Theorem. We have that $\displaystyle \underbrace{x\left(\dfrac{d}{dx}\left(\cdots x \left(\dfrac{d}{dx} \left( \dfrac{x}{1-x}\right)\right)\cdots\right)\right)}_{\text{$x \frac{d}{dx}$ $m$ times}}=\dfrac{1}{(1-x)^{m+1}}\sum_{k=0}^{m-1} A(m,k) x^{m-k}$ where $A(a,k)$ are the Eulerian numbers and $m$ is a nonnegative integer.

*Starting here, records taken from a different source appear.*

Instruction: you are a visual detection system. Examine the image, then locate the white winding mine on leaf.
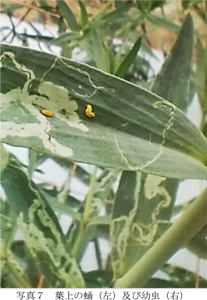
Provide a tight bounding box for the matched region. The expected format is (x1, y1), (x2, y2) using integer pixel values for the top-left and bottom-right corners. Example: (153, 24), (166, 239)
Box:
(0, 51), (90, 158)
(111, 173), (171, 277)
(114, 100), (176, 172)
(110, 172), (142, 276)
(0, 52), (35, 97)
(1, 244), (26, 283)
(36, 81), (88, 132)
(59, 57), (115, 98)
(131, 175), (171, 244)
(39, 55), (114, 99)
(1, 88), (74, 158)
(18, 200), (84, 288)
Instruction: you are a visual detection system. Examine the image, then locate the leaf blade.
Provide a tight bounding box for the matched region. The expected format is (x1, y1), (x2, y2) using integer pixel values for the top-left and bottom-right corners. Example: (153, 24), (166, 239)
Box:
(115, 37), (142, 78)
(151, 14), (193, 111)
(90, 26), (110, 72)
(78, 0), (89, 31)
(1, 44), (207, 179)
(57, 0), (80, 32)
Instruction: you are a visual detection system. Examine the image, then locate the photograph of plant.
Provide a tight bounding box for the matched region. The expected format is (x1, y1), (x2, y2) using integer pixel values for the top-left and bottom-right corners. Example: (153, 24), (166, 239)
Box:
(0, 0), (207, 288)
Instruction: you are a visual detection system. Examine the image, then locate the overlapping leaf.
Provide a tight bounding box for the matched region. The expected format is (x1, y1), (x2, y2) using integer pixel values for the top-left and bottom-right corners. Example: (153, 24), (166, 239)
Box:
(1, 42), (207, 179)
(110, 14), (202, 279)
(1, 157), (85, 287)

I am looking at the polylogarithm function $\operatorname{Li}_{-s}(z) = \displaystyle \sum_{k=1}^{\infty} \dfrac{z^k}{k^{-s}}$ and trying to find its formula for nonnegative integers $s$. Since it is easily verified that

$$\displaystyle \sum_{k=1}^{\infty}k^m x^k =\underbrace{x\left(\dfrac{d}{dx}\left(\cdots x \left(\dfrac{d}{dx} \left( \dfrac{x}{1-x}\right)\right)\cdots\right)\right)}_{\text{$x \frac{d}{dx}$ $m$ times}},$$ the result follows from this. I have noticed that the change of variables $x = e^t$ gives us $$\underbrace{x\left(\dfrac{d}{dx}\left(\cdots x \left(\dfrac{d}{dx} \left( \dfrac{x}{1-x}\right)\right)\cdots\right)\right)}_{\text{$x \frac{d}{dx}$ $m$ times}} = \dfrac{d^m}{dt^m}\left(\dfrac{1}{1-e^t} \right),$$ but I am wondering how to utilize this to prove the theorem.